Article originally appeared in the Union Recorder by Vic Powell, http://www.unionrecorder.com/news/freeman-s-barber-shop-has-long-history-in-milledgeville/article_a5202030-d659-11e5-915e-ff98ed4e68ea.html
Freeman’s Barber Shop opened its doors in downtown Milledgeville in 1968 and has been in operation ever since.
“My father is the one that originally started the business,” said Robert Freeman Jr., who now owns the business. “He came to be a barber just as a child in the neighborhood.”
Freeman said his father, Robert Sr., was born in Milledgeville but was raised for several years in Sandersville. He and his brother Isaiah were sent to live with an uncle in Sandersville after his grandmother became ill. When she got better, they were able to return and live with his mother and other siblings. Freeman Sr. returned during his teenaged years and graduated from Boddie High School.
While young, Robert Sr. got an apprentice license from one of the master barbers in Milledgeville and later became a master barber himself.
“He was a full-time fireman for Central State Hospital fire department. He did that at night and worked in the barbershop during the day.”
Freeman said his father had always had the vision of being an entrepreneur. Although he worked several different jobs, he worked where he could still pursue his passion, which was barbering.
In 1968, the first Freeman’s Barber Shop opened where the current police department is now.
As a black business owner in a Southern city just as the Civil Rights movement was coming to an end, Freeman said his father had a hard time establishing the business.
“It was very difficult,” Freeman said. “(It was difficult) finding a space, first of all, and then coming up with the money to do it.”
In the 1970s the county told business owners they would have to relocate, Freeman said, due to the planned building of a new police department on McIntosh Street. Freeman said his father moved to 142 N. Wayne St., and the business was located there for years until Freeman bought the building next door. That marked the third and final move of the barbershop, to 140 N. Wayne St., where it has remained for 34 years.
It was also in the 1970s that Robert Sr. began teaching his craft.
“In the late 1970s, he became the barber instructor for the Youth Development Center,” Freeman said. “He taught them to become barbers.”
It was during the 1970s and 1980s that Freeman’s Barber Shop faced its most difficult times.
“People weren’t getting their hair cut,” Freeman said. “They were getting afros and didn’t want to cut their hair. What helped a lot during that time were all the young men who had to get their hair cut on a weekly or biweekly basis. The military men in town (due to Georgia Military College) had to get haircuts. That was one of the tough times, but we managed to pull through.”
Freeman’s Barber Shop has always had a very diverse clientele, Freeman said.

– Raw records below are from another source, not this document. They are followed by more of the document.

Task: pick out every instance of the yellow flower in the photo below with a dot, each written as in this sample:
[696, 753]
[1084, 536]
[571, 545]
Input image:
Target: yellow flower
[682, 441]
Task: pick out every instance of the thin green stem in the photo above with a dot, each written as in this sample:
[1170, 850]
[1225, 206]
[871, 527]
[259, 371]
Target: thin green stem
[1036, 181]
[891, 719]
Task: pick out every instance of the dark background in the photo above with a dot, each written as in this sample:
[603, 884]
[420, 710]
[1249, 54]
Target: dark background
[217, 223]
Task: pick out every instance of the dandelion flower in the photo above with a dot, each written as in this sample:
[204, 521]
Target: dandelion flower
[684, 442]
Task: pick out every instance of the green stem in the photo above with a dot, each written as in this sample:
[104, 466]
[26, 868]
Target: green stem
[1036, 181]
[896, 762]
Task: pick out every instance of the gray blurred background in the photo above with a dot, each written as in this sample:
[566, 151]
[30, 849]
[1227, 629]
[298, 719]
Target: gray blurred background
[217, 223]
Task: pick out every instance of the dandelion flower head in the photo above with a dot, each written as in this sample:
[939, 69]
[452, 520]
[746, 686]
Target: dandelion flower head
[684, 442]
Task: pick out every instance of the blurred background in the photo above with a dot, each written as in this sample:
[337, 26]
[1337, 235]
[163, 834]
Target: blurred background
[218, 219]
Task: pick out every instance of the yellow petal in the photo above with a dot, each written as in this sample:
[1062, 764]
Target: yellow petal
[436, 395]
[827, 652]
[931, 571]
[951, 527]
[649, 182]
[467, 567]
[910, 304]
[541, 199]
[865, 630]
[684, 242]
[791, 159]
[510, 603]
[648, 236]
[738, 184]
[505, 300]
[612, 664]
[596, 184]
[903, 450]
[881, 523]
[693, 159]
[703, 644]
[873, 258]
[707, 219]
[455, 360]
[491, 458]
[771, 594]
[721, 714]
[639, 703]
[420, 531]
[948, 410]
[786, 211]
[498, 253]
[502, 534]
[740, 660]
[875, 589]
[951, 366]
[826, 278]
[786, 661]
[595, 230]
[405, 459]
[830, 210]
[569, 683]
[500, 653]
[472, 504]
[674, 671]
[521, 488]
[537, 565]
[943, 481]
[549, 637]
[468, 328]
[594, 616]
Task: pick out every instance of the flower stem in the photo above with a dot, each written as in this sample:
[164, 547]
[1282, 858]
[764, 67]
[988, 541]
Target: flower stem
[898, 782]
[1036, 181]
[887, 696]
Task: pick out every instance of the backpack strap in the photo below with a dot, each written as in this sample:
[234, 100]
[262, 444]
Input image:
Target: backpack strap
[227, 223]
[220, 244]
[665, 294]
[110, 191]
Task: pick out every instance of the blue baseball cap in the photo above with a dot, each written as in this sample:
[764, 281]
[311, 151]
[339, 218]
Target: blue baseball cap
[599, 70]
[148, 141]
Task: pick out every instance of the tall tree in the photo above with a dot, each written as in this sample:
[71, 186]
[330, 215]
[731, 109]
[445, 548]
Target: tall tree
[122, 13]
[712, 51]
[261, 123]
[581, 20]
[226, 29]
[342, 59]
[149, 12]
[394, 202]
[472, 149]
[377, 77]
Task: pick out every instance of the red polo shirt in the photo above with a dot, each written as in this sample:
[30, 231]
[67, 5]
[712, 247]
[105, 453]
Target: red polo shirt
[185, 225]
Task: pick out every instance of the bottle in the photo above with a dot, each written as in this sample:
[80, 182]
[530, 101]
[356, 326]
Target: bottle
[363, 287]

“Being close to the college, it’s always been very open to diversity and still is. Anyone and everyone is welcome, and it’s always been that way. Even when my father worked at the YDC, a lot of white co-workers would come to the barbershop and get their hair cut. He was very well liked and very well respected in the community.”
Freeman continued teaching the skills necessary to become a barber to the youth at the YDC and worked in his barbershop until his death from prostate cancer in 2004 at age 63.
Robert Jr. now owns Freeman’s Barber Shop, though he no longer practices in Milledgeville.
“I graduated from Georgia Southern University and was recruited by the federal government,” Freeman said. He now lives in Maryland for his primary job, and he’s opened four additional Freeman’s Barber Shops.
“My father taught me — that’s how I learned is from my father,” Freeman said of his barbering skills. “I am a master barber and licensed in four states.”
The Milledgeville location is managed by Don Reese, Freeman’s brother-in-law.
“When my sister started dating Don, I encouraged him to get into the business. He was a corrections officer at the prison,” Freeman said. “He decided 15 years ago that it was a good move and retired as a corrections officer and came on full-time. He’s been a barber for 14 or 15 years.”
Freeman’s is active in the community, Freeman said, and often holds events and specials.
“We do specials for back to school, Christmas and other holidays. We do things for the kids at GMC, especially the ones who have to get their hair cut often with the military style,” Freeman said.
Freeman said he tries to tie specials at his barbershops into the work he does in Maryland.
“A few months ago, we did free blood pressure screens and had a nurse come down. We did free blood pressure tests for African-American men because they tend not to go to the doctor,” Freeman said.
It was held at the barbershop with the idea of “go where they’ll be.”
One of the main fundraisers Freeman’s Barber Shop has is for cancer due to several members of the family having the disease.
“My father died of prostate cancer. An aunt and uncle passed of cancer. It’s been at the forefront, so now we do Cuts for Cancer once or twice a year,” Freeman said. “People will come out and get their head shaved in public in exchange for donations. We’ve been involved with that for at least 15 years.”
Freeman’s Barber Shop is located at 140 N. Wayne St. Hours are from 8:30 a.m. to 7 p.m. Monday and Tuesday and Thursday through Saturday. The shop is closed Wednesdays and Sundays. It can be reached at 478-452-4396 or online at www.freemansbarbershop.com.